Natürlich haben Sie Recht, an erster Stelle stehen die Jugendämter, die aus meiner Sicht ihre Arbeit insgesamt sehr gut machen. Die Verantwortung liegt in der kommunalen Trägerschaft. Es ist kein Zufall, dass wir Ludwigshafen als Modellregion ausgewählt haben. Ludwigshafen beispielsweise hat ein sehr gut strukturiertes Jugendamt trotz der vielen Probleme, die es dort zu bewältigen gibt. Das heißt, es ist ein Amt, das es auch versteht, mit Ressourcen wirklich sehr effektiv umzugehen. Ich glaube, diese Betrachtung muss man auch anstellen. Nicht alles löst sich durch mehr Ressourcen und mehr Geld. Wir wissen alle, dass wir es nicht haben. Ich glaube, dass wir durch eine effektive Struktur auch innerhalb der Ämter sehr erfolgreich arbeiten können. Es hat mich in Ludwigshafen auch in Gesprächen mit der Amtsleitung sehr überzeugt, was dort alles ermöglicht wird.

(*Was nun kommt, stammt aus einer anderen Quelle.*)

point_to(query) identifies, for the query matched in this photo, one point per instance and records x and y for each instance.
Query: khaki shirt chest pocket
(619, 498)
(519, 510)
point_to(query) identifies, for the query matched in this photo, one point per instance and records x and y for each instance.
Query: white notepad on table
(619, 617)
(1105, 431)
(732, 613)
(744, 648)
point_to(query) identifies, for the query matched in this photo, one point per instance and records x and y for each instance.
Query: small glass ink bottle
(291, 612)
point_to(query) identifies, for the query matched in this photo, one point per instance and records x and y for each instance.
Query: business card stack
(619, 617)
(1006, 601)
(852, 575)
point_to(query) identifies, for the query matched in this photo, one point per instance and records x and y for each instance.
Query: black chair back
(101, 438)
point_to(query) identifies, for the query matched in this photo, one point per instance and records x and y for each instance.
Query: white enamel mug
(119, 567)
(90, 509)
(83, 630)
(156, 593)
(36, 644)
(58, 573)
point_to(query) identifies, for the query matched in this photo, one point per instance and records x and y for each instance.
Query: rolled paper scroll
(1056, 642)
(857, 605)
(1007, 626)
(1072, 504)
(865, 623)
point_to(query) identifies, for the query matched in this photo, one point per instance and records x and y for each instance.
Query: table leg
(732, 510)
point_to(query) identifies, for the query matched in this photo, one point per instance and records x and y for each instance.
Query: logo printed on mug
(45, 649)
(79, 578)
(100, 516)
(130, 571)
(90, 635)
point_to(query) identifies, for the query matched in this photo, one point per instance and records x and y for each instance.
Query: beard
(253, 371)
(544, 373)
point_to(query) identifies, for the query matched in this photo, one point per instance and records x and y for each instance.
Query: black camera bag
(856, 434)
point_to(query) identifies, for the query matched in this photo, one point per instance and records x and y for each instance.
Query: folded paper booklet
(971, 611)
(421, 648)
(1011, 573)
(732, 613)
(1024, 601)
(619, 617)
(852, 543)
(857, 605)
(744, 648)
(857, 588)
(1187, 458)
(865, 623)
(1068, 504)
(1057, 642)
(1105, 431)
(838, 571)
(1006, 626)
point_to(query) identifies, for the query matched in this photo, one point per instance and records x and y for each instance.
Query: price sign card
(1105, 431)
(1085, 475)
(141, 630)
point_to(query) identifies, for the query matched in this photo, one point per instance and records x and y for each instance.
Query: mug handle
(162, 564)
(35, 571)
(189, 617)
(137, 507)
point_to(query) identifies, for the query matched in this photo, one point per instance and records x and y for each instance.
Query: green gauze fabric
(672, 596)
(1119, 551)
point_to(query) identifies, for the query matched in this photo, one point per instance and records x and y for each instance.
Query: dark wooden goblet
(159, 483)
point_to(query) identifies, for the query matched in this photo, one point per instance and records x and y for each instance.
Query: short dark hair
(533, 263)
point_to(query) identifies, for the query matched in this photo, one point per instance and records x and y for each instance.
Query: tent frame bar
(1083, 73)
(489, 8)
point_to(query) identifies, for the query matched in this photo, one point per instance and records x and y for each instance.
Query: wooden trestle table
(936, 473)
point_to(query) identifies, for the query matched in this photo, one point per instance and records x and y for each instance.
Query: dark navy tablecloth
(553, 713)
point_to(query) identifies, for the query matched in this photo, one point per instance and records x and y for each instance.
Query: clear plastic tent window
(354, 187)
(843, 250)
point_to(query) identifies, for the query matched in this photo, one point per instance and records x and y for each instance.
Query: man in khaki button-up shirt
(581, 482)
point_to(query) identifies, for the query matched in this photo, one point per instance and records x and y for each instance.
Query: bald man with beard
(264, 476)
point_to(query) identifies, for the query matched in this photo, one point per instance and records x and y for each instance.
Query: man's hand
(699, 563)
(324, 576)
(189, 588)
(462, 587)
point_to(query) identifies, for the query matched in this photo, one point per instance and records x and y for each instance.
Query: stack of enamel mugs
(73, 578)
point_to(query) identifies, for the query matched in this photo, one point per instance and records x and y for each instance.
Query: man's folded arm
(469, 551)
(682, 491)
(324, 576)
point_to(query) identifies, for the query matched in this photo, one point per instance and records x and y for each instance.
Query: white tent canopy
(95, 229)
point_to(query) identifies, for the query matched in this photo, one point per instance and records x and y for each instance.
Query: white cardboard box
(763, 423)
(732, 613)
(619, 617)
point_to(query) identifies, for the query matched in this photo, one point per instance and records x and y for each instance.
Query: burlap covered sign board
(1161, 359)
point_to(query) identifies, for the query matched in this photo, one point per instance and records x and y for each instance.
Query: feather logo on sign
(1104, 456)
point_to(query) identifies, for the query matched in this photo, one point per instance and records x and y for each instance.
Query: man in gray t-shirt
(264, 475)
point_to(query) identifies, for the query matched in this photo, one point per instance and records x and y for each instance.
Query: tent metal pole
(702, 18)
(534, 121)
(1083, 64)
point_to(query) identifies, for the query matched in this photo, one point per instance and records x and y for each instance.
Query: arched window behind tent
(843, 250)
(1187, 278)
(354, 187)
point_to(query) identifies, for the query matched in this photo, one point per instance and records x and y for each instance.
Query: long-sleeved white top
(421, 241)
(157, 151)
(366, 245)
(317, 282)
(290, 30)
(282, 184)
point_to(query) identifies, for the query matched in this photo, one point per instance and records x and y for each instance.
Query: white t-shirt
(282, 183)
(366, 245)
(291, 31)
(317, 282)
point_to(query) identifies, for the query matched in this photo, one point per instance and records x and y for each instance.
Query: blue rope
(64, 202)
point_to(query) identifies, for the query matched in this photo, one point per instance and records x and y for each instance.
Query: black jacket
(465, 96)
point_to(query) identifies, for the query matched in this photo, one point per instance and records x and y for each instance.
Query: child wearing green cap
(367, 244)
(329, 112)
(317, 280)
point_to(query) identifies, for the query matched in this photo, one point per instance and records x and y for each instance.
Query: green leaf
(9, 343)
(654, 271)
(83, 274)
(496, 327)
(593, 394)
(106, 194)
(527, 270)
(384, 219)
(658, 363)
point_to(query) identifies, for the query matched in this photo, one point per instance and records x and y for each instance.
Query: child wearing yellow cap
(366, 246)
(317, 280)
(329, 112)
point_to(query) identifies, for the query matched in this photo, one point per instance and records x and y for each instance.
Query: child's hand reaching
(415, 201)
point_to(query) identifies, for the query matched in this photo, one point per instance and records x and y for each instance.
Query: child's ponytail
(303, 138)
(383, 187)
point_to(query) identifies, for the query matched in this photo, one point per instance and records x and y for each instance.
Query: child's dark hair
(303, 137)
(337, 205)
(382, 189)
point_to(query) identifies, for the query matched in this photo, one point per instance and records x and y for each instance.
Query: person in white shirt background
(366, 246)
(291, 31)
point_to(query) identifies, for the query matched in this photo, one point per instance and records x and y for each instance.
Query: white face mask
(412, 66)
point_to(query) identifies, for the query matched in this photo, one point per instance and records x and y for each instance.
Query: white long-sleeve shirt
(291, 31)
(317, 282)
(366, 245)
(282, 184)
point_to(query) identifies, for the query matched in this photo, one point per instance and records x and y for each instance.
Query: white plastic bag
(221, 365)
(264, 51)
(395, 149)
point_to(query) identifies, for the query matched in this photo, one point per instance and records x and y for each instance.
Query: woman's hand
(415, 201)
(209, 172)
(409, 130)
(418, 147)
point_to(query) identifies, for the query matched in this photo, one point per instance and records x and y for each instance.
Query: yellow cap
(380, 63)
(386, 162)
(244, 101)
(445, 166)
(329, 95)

Natürlich ist es auch klar, dass wir nicht abwarten, bis dieses Modellprojekt abgelaufen ist. Der Anspruch ist
vielmehr, dass wir nach der Pilotphase, wenn sozusagen das Hauptmodell zu laufen beginnt, andere Regionen mit einbeziehen. Wir sind bereits mit anderen Krankenhäusern und anderen Jugendämtern in anderen Gebietskörperschaften im Gespräch, weil wir natürlich nicht abwarten wollen, welche Erfahrungen wir in den zweieinhalb Jahren machen. Vielmehr wollen wir das gesamte Projekt als einen Prozess anlegen, in den alle möglichst schnell auch einsteigen können.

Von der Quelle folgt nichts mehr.